The riots were televised almost live, while social media was abuzz with messages and images of the disturbances that blighted Britain's image across the world.
Prime Minister David Cameron's government has since had preventive talks with representatives of Blackberry, Facebook and Twitter.
The report, titled '5 Days in August', says: "From the evidence around the August riots and from what people have subsequently told us, it seems clear to us that the spread of rioting was made worse both by televised images of police apparently watching people cause damage and loot at will, and by the ability of social media to bring together determined people to act collectively".
The panel comprising four experts, chaired by Darra Singh, said many people felt that 24-hour news coverage on BBC News and Sky News exaggerated the extent of rioting in their area, and helped "make rioting a self-fulfilling prophecy" by inadvertently directing rioters to trouble hotspots.
The panel, however, warned against knee-jerk plans to shut down social networks in time of public unrest, concluding that "viral silence may have as many dangers as viral noise".

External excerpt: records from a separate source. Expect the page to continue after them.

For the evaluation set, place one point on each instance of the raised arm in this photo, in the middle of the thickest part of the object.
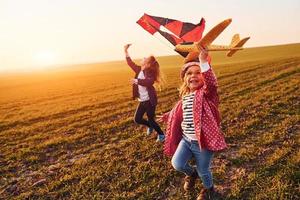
(136, 68)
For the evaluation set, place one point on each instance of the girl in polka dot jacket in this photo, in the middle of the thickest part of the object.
(193, 125)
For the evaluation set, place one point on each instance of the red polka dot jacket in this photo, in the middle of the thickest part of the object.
(206, 119)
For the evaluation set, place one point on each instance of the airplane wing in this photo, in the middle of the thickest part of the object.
(213, 33)
(208, 39)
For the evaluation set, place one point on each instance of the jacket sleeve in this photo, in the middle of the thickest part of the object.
(136, 68)
(146, 82)
(210, 83)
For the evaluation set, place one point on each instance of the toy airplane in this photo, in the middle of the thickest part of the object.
(193, 49)
(187, 37)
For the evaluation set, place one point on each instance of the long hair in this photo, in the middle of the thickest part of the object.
(154, 70)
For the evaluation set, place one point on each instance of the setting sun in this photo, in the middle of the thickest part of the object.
(45, 59)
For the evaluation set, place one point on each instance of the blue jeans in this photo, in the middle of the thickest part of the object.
(184, 152)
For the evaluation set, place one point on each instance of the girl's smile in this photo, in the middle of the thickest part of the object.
(193, 78)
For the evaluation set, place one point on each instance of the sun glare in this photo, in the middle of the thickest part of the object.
(44, 59)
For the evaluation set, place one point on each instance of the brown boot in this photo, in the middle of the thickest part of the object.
(189, 181)
(209, 194)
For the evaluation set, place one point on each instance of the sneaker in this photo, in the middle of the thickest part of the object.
(160, 138)
(189, 181)
(149, 130)
(207, 194)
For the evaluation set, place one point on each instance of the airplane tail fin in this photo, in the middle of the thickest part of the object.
(236, 43)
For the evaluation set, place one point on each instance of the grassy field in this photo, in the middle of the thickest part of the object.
(69, 133)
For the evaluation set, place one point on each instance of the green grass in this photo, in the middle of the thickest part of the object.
(70, 134)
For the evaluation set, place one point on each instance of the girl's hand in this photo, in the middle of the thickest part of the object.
(133, 81)
(203, 55)
(163, 118)
(126, 46)
(160, 118)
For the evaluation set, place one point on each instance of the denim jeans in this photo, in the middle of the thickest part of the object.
(184, 152)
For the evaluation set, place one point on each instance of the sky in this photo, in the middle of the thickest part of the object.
(36, 34)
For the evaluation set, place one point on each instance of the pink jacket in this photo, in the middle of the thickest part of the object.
(206, 119)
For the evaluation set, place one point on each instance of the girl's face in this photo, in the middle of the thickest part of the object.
(193, 78)
(145, 63)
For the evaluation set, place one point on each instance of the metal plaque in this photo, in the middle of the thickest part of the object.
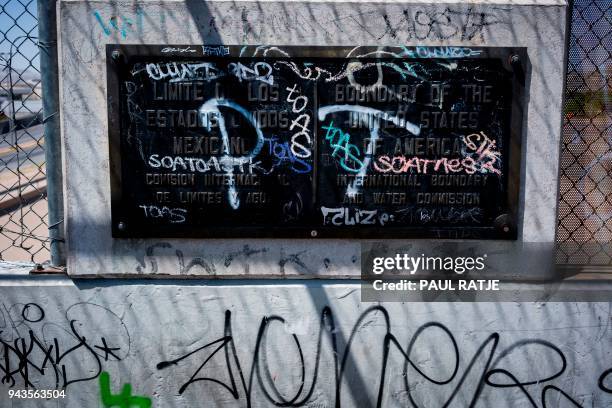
(270, 141)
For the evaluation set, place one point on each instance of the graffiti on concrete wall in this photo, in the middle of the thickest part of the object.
(42, 353)
(237, 365)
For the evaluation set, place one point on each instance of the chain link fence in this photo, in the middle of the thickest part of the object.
(585, 209)
(23, 204)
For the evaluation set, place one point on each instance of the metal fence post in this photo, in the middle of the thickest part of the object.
(47, 33)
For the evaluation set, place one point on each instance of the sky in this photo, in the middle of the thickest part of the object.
(24, 11)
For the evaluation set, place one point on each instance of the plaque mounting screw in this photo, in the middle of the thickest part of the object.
(115, 55)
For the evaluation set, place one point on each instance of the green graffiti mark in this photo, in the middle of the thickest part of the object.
(123, 399)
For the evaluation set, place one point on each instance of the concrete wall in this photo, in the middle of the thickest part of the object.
(203, 343)
(312, 344)
(87, 26)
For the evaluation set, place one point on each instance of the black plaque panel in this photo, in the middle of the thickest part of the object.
(229, 141)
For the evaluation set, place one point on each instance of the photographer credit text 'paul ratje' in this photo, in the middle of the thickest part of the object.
(403, 264)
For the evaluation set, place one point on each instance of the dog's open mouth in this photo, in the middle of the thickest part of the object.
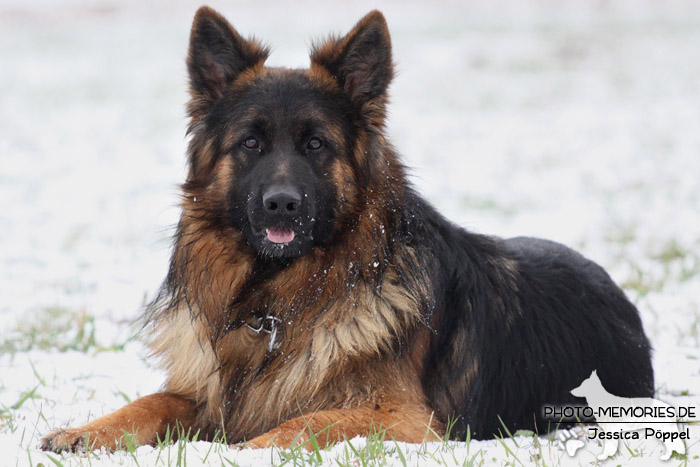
(279, 234)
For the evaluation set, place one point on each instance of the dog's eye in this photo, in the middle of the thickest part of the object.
(251, 143)
(314, 144)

The panel, which visited 21 communities and interviewed thousands of people affected by the riots, concluded that there was "no question" that rioters were aided by the existence of social media.
The panel said: "Mobile communications technology is continually evolving and new developments may benefit the police and authorities rather than rioters...What is clear from the riots is that there is no simple 'switch off' solution. Viral silence may have as many dangers as viral noise".
The report said despite the widespread use of social media by rioters, it did not recommend that networks such as Facebook, Twitter be shut down during future disturbances.
It said: "Because of the important and growing role local communities see social media playing in reducing the spread of riots in the future, we recommend that the experiences of communities, public authorities and others in the August riots are considered when new principles are being developed".
The panel added: "We fully support the freedom of the press. We appreciate the challenges around reporting of large scale, fast moving, public disorder events. However, regardless of this, because of the potential implications of inaccurate reporting, it is essential that TV reports are accurate and that the link between the issue being reported and the accompanying images is clear".